GSA Connects 2024 Meeting in Anaheim, California

Paper No. 166-9
Presentation Time: 10:20 AM

MARINE FOOD WEB STRUCTURE AND THE CONSEQUENCES OF NON-NATIVE SPECIES DURING THE LATE ORDOVICIAN


TYLER, Carrie, Department of Geoscience, University of Nevada, 4505 S Maryland Pkwy, Las Vegas, NV 89154, BANKER, Roxanne M.W., Department of Geosciences, University of Nevada, Las Vegas, NV 89154; Department of Invertebrate Zoology and Geology, California Academy of Sciences, San Francisco, CA 94118; Department of Biology, Providence College, Providence, RI 02918, ESS, Madeline P., Department of Geology and Environmental Earth Science, Miami University, Oxford, OH 45056, MACIECH, Samantha, Department of Geosciences, University of Nevada, Las Vegas, NV 89154, DINEEN, Ashley, Museum of Paleontology, University of California, 1101 Valley Life Sciences Bldg, Berkeley, CA 94720 and ROOPNARINE, Peter D., Department of Invertebrate Zoology and Geology, California Academy of Sciences, San Francisco, CA 94118

Invasions are thought to trigger significant ecosystem restructuring and changes in energy transfer pathways, such as patterns of interactions and the distribution of taxa among trophic levels. Here we examine the evolution of Late Ordovician (Katian) shallow marine food webs in response to the Richmondian Invasion, a well-documented influx of non-native species preserved in the Cincinnati Series.

Food webs were constructed for six stratigraphic sequences, using ~1,300 species and >70,000 individuals identified largely from museum collections. Consistent with previous studies assessing species composition, ordinations of species follow a directional trajectory, becoming progressively less similar to the initial C2 community. However, compositional change did not necessarily equate to consistent changes in ecosystem structure or functioning. Despite an increase in the number of guilds, species, interactions, and link density, measures of complexity and stability, such as connectance, network diameter, and the number of modules, fluctuated. Ordinations of metanetwork food web properties and module composition show that communities in the sequences prior to the ‘invasion’ were not more structurally similar to one another relative to later sequences with more invaders, and that the guild composition of modules remained similar across sequences. 8 new functional groups were present in the latest community after ‘invaders’ became fully integrated; these groups had the greatest number of guilds overall (70 relative to 62 in the earliest food web that predates the arrival of most invaders). Guilds at higher trophic positions were linked with more resources in communities after the onset of the main phases of invasion (C5-C7), suggesting a change in prey vulnerability, and guilds at intermediate trophic positions were more commonly missing in the C5 and C6 sequences.

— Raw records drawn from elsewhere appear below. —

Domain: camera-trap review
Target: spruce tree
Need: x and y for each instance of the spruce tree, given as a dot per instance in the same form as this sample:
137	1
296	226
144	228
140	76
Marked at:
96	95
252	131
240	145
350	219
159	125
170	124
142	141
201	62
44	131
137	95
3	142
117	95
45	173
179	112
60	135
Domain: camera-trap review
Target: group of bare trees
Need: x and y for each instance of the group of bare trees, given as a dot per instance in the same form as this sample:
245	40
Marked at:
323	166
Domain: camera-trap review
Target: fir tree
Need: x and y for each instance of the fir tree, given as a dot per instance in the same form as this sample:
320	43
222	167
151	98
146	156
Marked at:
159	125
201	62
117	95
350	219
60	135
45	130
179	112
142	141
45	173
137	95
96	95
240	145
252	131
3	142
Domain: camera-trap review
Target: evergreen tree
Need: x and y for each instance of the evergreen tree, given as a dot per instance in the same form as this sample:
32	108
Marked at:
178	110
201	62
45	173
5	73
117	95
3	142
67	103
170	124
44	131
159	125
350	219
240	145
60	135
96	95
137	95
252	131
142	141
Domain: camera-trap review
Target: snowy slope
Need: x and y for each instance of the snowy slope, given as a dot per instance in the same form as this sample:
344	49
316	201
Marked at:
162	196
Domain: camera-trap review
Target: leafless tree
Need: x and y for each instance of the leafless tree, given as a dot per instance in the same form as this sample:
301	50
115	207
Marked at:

Although additional assessments of species level networks are needed to determine the reliability of these results, these preliminary comparisons suggest that changes in composition, i.e., species diversity and dominance, do not directly translate to structural changes, which are complex and nuanced. This underscores the importance of including food web and functional approaches in the conservation and management of marine ecosystems, as opposed to species composition alone.